El trabajo, desarrollado con 1.134 menores españoles de entre 3 y 6 años y difundido en la revista “Clinical Nutrition”, ha puesto de manifiesto que los microorganismos que residen en el intestino pueden actuar como marcadores tempranos del riesgo de padecer obesidad a edades muy tempranas.
De acuerdo con el Plan Nacional Estratégico para la Reducción de la Obesidad Infantil (2022-2030), cuatro de cada diez niños en España tienen exceso de peso. La investigadora del Centro de Investigación en Nutrición, integrado en el Instituto de Nutrición y Salud, recuerda que las consecuencias de esta patología se prolongan hasta la vida adulta, de modo que comprender sus mecanismos desde la niñez “es clave para diseñar estrategias de prevención eficaces”.

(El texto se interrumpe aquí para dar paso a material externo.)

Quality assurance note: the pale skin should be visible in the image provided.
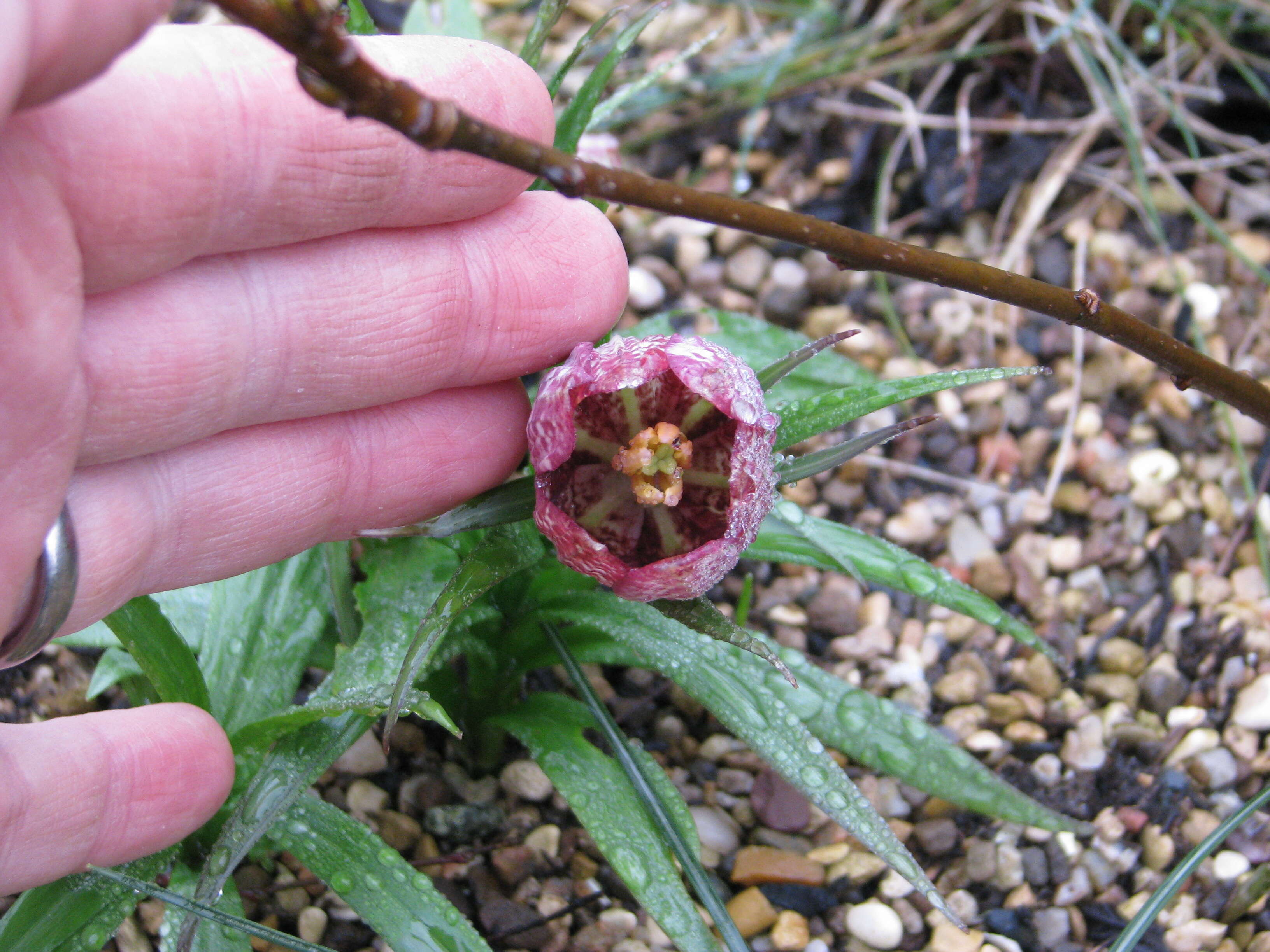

La investigación concluye que tanto la composición como la actividad funcional de la microbiota intestinal guardan relación con el estado ponderal en las primeras etapas de la vida. En concreto, la obesidad infantil se vincula con una disminución de la diversidad alfa de la microbiota intestinal y con una diversidad beta alterada, además de modificaciones relevantes en su composición taxonómica.
El grupo científico, en el que también participan los doctores de la Facultad de Farmacia y Nutrición, Marta Cuervo y Santiago Navas-Carretero, ha detectado firmas bacterianas concretas ligadas a un mayor o menor riesgo de obesidad. Una mayor presencia del género Segatella se ha relacionado con una probabilidad más alta de desarrollarla, mientras que niveles elevados de bacterias como Akkermansia o Alistipes se asocian con un perfil metabólico más saludable.
Impacto en las funciones metabólicas de la microbiota
La obesidad no solo modifica la composición, sino también las funciones de la microbiota. En estos niños se observa una reducción de las rutas implicadas en la síntesis de vitaminas esenciales y de la capacidad para descomponer carbohidratos complejos. Estas alteraciones pueden condicionar la manera en que el organismo infantil utiliza la energía y los nutrientes. De hecho, los análisis han mostrado que la microbiota intestinal de los niños con obesidad se caracteriza “por patrones distintivos en el metabolismo de nucleótidos y carbohidratos”.
En conjunto, los resultados refuerzan la importancia de la microbiota intestinal como posible modulador de la salud metabólica. Los autores del estudio insisten en que hace falta “más investigación para validar y ampliar estos hallazgos y para explorar el potencial de las estrategias dirigidas a la microbiota para la prevención y el manejo de la obesidad en niños”.
Ante esta situación, Navas-Carretero subraya la relevancia de seguir una alimentación rica en frutas, verduras, legumbres y fibra “para favorecer una microbiota diversa y funcional en los más pequeños”.
El trabajo se ha desarrollado dentro del proyecto CORALS (Childhood Obesity Risk Assessment Longitudinal Study) y ha contado con el impulso del Centro de Investigación Biomédica en Red de Fisiopatología de la Obesidad y Nutrición (CIBEROBN).